Mountain Climbers | From a high plank position, weight on your hands and toes on the ground. Have one foot come forward so it starts under your chest. From this starting stance, jump up and switch your foot position. Repeat for the other side and so on.
Bicyles | Laying on your back start with both feet off the ground and knees bent to 90 degrees. With your hands up near your head, bring your right shoulder towards your left hip, while extending your right leg straight out. Repeat for the other side.

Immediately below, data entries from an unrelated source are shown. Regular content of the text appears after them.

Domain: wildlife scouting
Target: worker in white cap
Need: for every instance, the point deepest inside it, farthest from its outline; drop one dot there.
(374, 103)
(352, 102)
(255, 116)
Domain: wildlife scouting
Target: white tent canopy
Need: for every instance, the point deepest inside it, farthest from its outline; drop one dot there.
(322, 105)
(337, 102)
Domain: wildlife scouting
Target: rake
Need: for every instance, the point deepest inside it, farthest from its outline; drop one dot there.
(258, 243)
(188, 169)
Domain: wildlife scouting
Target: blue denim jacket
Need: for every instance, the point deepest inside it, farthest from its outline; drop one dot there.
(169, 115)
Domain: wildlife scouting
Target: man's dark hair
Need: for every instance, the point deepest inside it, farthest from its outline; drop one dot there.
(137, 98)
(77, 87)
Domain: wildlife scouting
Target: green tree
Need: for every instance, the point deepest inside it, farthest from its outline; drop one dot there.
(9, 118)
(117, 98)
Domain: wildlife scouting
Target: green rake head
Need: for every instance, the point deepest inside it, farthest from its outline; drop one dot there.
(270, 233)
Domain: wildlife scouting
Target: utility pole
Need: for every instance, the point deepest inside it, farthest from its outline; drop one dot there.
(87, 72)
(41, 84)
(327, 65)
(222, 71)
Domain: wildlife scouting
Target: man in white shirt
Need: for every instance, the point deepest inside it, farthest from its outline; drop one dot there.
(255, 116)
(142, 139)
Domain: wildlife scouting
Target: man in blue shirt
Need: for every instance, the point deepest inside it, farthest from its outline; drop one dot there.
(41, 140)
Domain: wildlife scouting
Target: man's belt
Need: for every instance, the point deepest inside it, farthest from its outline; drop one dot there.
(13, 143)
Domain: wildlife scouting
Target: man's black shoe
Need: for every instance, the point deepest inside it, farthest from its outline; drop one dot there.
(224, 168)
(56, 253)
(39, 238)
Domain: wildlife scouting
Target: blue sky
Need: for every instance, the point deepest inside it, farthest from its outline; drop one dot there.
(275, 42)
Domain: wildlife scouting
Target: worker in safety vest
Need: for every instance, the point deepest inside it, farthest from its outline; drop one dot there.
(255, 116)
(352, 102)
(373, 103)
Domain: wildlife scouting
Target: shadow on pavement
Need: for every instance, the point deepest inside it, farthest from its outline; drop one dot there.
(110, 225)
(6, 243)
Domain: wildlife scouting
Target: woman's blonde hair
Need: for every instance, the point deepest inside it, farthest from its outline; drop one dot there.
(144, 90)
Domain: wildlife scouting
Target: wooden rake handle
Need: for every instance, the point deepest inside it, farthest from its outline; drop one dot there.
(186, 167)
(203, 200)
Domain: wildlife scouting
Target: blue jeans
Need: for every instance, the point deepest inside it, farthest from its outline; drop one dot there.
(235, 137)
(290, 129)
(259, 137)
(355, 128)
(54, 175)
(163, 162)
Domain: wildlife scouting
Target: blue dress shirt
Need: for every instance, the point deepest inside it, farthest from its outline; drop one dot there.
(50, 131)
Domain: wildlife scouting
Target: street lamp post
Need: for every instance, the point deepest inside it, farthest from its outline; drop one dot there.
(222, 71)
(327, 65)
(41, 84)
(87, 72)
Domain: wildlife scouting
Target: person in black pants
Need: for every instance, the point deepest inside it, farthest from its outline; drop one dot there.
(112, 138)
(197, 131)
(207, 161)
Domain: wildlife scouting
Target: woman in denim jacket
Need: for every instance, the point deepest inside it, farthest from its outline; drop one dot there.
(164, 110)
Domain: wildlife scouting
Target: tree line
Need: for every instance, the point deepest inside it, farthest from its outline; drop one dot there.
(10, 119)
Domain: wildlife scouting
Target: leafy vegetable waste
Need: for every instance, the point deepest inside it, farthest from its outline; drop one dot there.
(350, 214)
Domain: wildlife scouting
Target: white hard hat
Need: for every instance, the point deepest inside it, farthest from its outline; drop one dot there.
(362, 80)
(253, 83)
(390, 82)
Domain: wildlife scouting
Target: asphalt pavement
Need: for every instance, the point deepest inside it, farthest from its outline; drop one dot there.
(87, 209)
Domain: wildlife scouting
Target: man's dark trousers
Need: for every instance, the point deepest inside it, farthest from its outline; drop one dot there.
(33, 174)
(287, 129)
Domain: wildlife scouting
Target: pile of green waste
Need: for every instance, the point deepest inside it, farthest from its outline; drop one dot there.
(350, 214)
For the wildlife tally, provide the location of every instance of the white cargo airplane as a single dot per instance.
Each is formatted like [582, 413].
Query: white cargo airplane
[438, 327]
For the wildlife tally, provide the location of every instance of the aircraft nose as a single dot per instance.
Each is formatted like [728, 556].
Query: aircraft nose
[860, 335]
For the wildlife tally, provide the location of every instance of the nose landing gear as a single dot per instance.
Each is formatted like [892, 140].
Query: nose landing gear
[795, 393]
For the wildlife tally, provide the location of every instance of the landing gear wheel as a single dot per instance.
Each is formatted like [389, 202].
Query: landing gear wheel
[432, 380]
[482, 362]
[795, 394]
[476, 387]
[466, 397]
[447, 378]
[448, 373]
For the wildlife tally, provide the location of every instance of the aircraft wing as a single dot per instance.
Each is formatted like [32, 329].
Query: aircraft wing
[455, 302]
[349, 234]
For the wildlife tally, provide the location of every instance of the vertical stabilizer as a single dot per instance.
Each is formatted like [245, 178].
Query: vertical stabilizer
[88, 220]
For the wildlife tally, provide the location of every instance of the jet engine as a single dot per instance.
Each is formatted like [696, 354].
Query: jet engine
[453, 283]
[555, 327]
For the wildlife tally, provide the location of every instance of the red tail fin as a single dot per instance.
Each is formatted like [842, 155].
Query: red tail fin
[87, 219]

Burpies | From a high plank position (weight on your hands and toes with a straight line between, your ankles, knees, hips and shoulders), forcefully bring your feet underneath your chest and jump as high as you can vertically. Once you’ve landed jump your feet back to the starting position and repeat.
Planks | Face down with your weight on your forearms and toes, maintain a straight line between your shoulders, hips, knees and ankles. Hold this position for the set amount of time. Be sure not to sag in the hips.